Wittfogel’s hydraulic civilization theory can be briefly described thus: Land in water-scarce areas requires intensive irrigation to increase agricultural returns. Intensive irrigation in turn depends on the ability to manage a major—if sole—source of water effectively. But a large body of water can be dammed (with massive masonry structures) and channeled (through channels running hundreds of miles long and deep underground) only by mobilizing a large labour force. Thus, a hydraulic civilization is typically characterized by a strong, centralized state.

While Wittfogel’s thesis has many detractors—not least because of its title, Oriental Despotism —it certainly offers a useful paradigm with which to understand this part of the world.

In the ancient civilization of Merv, in what is today Turkmenistan, a huge number of people were put to work in maintaining its sophisticated irrigation system. Water resources were placed under the charge of the most senior officials, emphasizing their importance to the state.

(Quick, name your country’s minister for the environment? No? Can you name your ministers for defense and finance, though? That should tell you about the relative importance of these matters.)

Despite having access to only one source of water, this Central Asian city-state supported a population of over one million at its zenith in the twelfth century.

Counterintuitively, the rigorously hierarchical and strictly regulated social system did not stifle intellectual activity in Merv: quite the opposite, in fact. This could be put down to its location at the crossroads of civilizations, i.e., the Silk Road. Exposed to every new idea and boasting of a highly literate populace (the ability to read and write being necessary to negotiate contracts for international trade), Merv’s wealthy upper classes were either scholars and artists themselves or patrons of the same.

More recently, consider the princely state of Hunza (in present-day Pakistan). Scarcity of rainfall and arable land presented major constraints on agriculture in this region. In the nineteenth century, however, its ruler, Mir Silim, began to construct a large-scale irrigation system comprising three primary, gravity-fed channels. The project was complex and dangerous, requiring him to mobilize large amounts of compulsory labor. As the Mir maintained absolute authority over his subjects, this did not present much of a challenge.


In our modern age, societies facing water scarcity have adopted a similar form of organization. Singapore is one very successful example, as is Dubai.


Nevertheless, the above-mentioned societies diverge from Wittfogel’s hydraulic civilizations in one aspect: their size. Wittfogel spoke of empires like China, Egypt and India. Merv, Hunza, Singapore and Dubai are city-states.

Historically, the distance between Central Asia’s oases was too large, and human resources too few, to be conducive to a greater degree of centralization.

That changed when Russia and the USSR entered the picture.
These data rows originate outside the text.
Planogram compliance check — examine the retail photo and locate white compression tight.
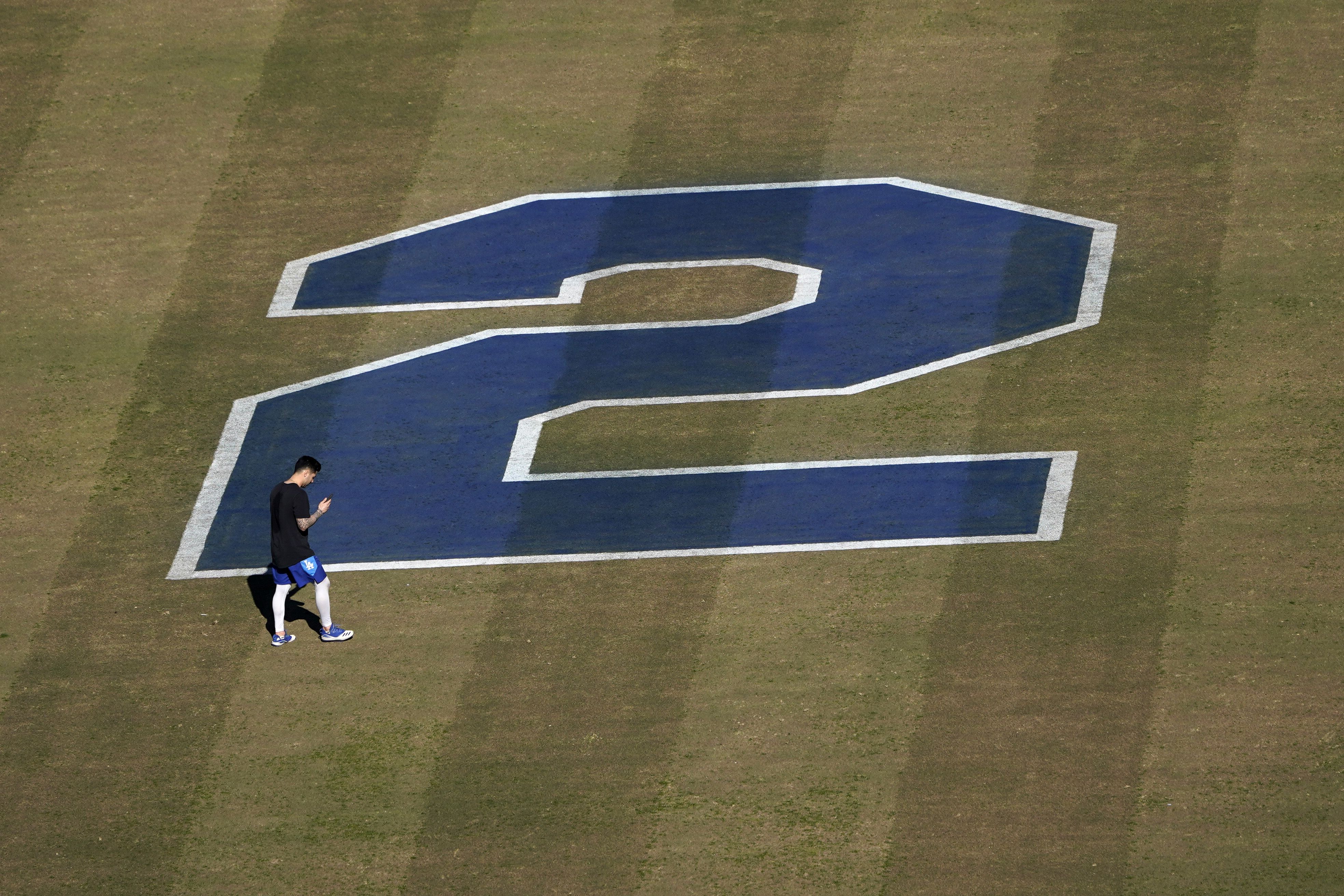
[270,576,332,631]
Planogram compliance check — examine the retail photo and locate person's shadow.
[247,570,323,635]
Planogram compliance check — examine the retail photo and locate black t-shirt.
[270,482,313,570]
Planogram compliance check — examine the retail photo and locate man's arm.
[294,499,332,532]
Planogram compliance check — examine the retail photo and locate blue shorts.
[270,556,326,588]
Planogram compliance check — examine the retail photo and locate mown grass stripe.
[1126,0,1344,896]
[0,0,473,892]
[407,1,862,893]
[888,1,1259,895]
[0,0,93,194]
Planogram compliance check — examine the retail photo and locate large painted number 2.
[169,179,1114,578]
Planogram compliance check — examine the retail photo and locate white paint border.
[179,451,1078,579]
[167,177,1116,579]
[266,177,1116,322]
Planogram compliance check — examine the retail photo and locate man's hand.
[294,499,332,532]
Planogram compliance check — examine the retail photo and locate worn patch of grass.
[890,3,1258,893]
[1126,1,1344,893]
[0,1,481,892]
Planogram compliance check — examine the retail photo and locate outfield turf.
[0,0,1344,896]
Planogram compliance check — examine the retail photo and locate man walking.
[270,454,355,647]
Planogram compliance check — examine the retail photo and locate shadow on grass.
[247,571,323,634]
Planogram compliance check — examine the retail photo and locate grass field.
[0,0,1344,896]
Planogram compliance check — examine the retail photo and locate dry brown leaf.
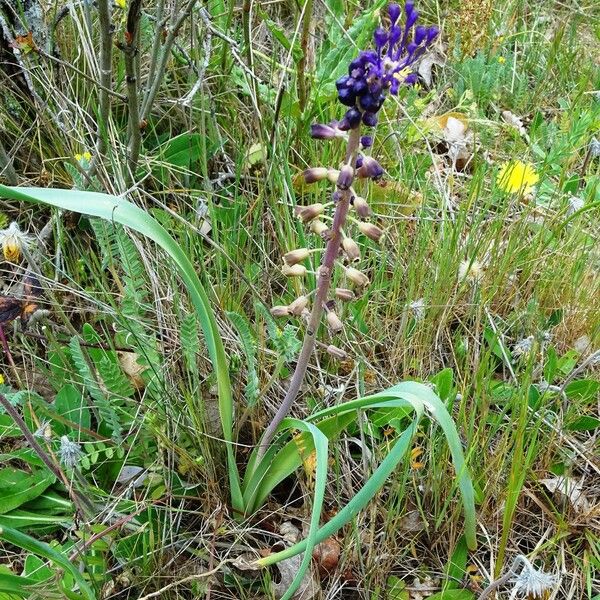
[540,477,592,513]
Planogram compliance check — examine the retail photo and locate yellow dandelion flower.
[0,222,32,263]
[496,160,540,194]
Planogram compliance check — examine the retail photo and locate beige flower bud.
[281,265,306,277]
[288,296,308,317]
[302,167,329,183]
[296,202,325,223]
[346,267,369,287]
[352,196,371,219]
[326,310,344,335]
[342,238,360,262]
[271,305,290,317]
[327,345,348,360]
[335,288,356,302]
[310,219,329,236]
[283,248,310,267]
[358,223,383,243]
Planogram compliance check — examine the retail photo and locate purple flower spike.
[405,10,419,29]
[335,0,439,112]
[373,27,388,52]
[404,73,419,85]
[388,3,402,25]
[425,25,440,45]
[415,25,429,46]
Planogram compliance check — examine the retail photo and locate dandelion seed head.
[408,298,425,321]
[458,260,484,282]
[511,555,558,598]
[567,196,585,216]
[513,335,534,357]
[0,221,33,263]
[58,435,83,469]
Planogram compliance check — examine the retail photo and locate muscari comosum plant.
[0,0,476,599]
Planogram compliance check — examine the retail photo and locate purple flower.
[335,0,439,129]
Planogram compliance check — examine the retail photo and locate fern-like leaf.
[69,337,122,441]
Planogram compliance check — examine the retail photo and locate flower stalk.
[258,0,439,460]
[259,128,360,457]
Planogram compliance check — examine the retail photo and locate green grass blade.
[0,527,96,600]
[378,381,477,550]
[0,185,243,512]
[281,419,328,600]
[256,418,419,567]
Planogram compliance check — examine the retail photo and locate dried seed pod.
[326,310,344,335]
[346,267,369,287]
[296,202,325,223]
[287,296,308,317]
[327,344,348,360]
[302,167,329,183]
[270,305,290,317]
[335,288,356,302]
[281,265,306,277]
[342,237,360,263]
[283,248,310,267]
[352,196,371,219]
[358,222,383,243]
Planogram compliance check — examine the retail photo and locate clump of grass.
[0,1,600,598]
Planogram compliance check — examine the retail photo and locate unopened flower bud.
[288,296,308,317]
[327,169,340,183]
[336,165,354,190]
[342,238,360,262]
[296,202,325,223]
[271,306,290,317]
[283,248,310,267]
[352,196,371,219]
[346,267,369,287]
[281,265,306,277]
[326,310,344,335]
[356,156,384,179]
[310,219,329,235]
[335,288,356,302]
[327,345,348,360]
[302,167,329,183]
[358,222,383,243]
[360,135,373,148]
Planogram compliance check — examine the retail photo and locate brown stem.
[258,127,360,460]
[0,394,94,516]
[88,0,112,176]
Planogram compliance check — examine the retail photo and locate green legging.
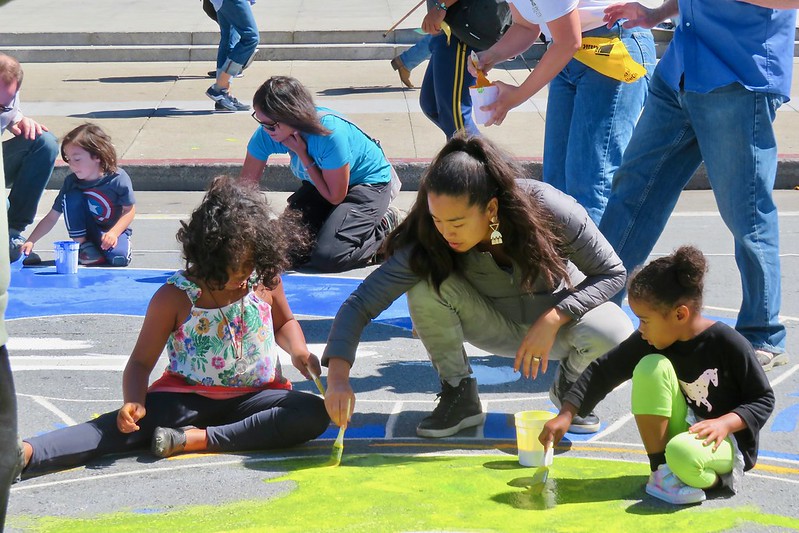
[632,354,735,489]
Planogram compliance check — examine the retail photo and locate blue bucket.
[53,241,80,274]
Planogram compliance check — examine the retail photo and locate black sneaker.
[150,427,186,457]
[205,85,250,111]
[11,438,25,483]
[416,378,485,438]
[549,368,600,434]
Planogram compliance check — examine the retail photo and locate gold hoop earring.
[488,217,502,245]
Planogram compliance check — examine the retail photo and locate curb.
[47,156,799,192]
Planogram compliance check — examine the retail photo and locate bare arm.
[100,205,136,250]
[7,113,50,141]
[478,4,541,71]
[603,0,680,28]
[484,9,582,126]
[117,285,182,433]
[283,131,350,205]
[20,209,61,255]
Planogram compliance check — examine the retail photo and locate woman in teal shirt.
[241,76,397,272]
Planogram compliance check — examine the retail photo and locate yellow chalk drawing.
[14,454,799,533]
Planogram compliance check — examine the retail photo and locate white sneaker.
[646,465,706,505]
[755,348,788,372]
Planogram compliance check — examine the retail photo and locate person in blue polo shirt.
[236,76,402,272]
[599,0,799,370]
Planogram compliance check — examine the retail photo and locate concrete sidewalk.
[0,0,799,190]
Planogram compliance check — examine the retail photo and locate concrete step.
[0,29,671,63]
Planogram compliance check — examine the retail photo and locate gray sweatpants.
[408,274,633,386]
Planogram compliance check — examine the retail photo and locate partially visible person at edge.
[0,128,22,531]
[391,33,433,89]
[0,53,58,265]
[539,246,774,505]
[203,0,260,111]
[322,134,633,437]
[419,0,480,139]
[241,76,400,272]
[13,177,330,478]
[469,0,655,224]
[599,0,799,370]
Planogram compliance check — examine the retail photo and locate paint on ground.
[18,454,799,533]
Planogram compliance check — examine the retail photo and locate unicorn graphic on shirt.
[677,368,719,412]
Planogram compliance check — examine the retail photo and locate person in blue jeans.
[0,53,58,265]
[0,135,22,531]
[599,0,799,370]
[391,33,433,89]
[470,0,655,224]
[205,0,260,111]
[419,0,480,139]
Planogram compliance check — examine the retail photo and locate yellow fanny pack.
[574,37,646,83]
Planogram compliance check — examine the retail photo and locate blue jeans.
[0,345,19,531]
[599,72,785,353]
[400,33,433,70]
[543,24,655,225]
[419,32,480,139]
[3,132,58,233]
[216,0,260,76]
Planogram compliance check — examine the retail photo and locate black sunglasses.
[250,111,280,131]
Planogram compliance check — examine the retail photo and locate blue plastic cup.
[53,241,80,274]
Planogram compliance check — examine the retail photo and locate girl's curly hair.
[177,176,305,289]
[628,246,707,313]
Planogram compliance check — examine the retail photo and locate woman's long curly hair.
[385,133,569,290]
[252,76,331,135]
[177,176,303,290]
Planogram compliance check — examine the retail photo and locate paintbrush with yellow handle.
[325,399,350,466]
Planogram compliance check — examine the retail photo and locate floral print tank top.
[166,271,291,389]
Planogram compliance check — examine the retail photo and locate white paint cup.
[53,241,80,274]
[469,85,499,125]
[514,411,555,466]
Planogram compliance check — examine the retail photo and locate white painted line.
[17,392,122,403]
[585,413,634,442]
[6,337,92,352]
[31,396,77,426]
[385,401,403,439]
[10,444,799,493]
[746,470,799,485]
[592,440,644,448]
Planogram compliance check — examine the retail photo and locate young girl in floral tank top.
[23,178,330,477]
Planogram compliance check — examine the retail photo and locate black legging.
[23,389,330,477]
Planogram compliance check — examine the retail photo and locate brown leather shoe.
[391,56,414,89]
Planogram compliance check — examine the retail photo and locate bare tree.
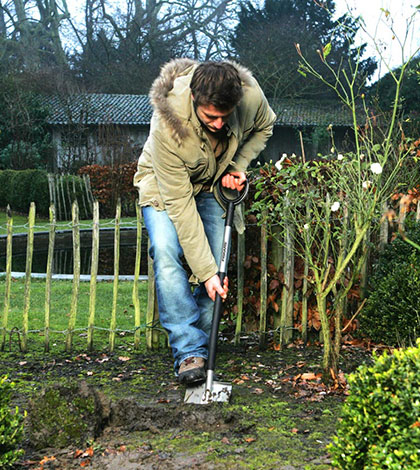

From a small, localized operation, irrigation became a grand, national project, managed by central bureaucrats, bringing water across the vast expanse of the Soviet Union and dramatically increasing the areas under cultivation, with an attendant increase in land degradation.

The new system was rife with inefficiencies, further exacerbated by the collapse of the USSR. While some might argue that the collapse of an empire always results in a decline in irrigated agriculture, it’s worth noting that throughout its tempestuous history, Central Asia had seen many rulers, but its indigenous irrigation system remained the same. Today, the Soviet irrigation system is no longer workable and many parts of Central Asia face a water crisis.

Central Asia expert Frederick Starr has also argued that the difference between the traditional and Soviet approach to water management in Central Asia was that one was intensive and the other extensive.1 That is, the traditional approach was to extract maximum productivity from a limited resource through a combination of focus and imagination, while the Soviet approach was to increase the available resources instead.

The lesson then, with respect to water management, appears to be that small is beautiful.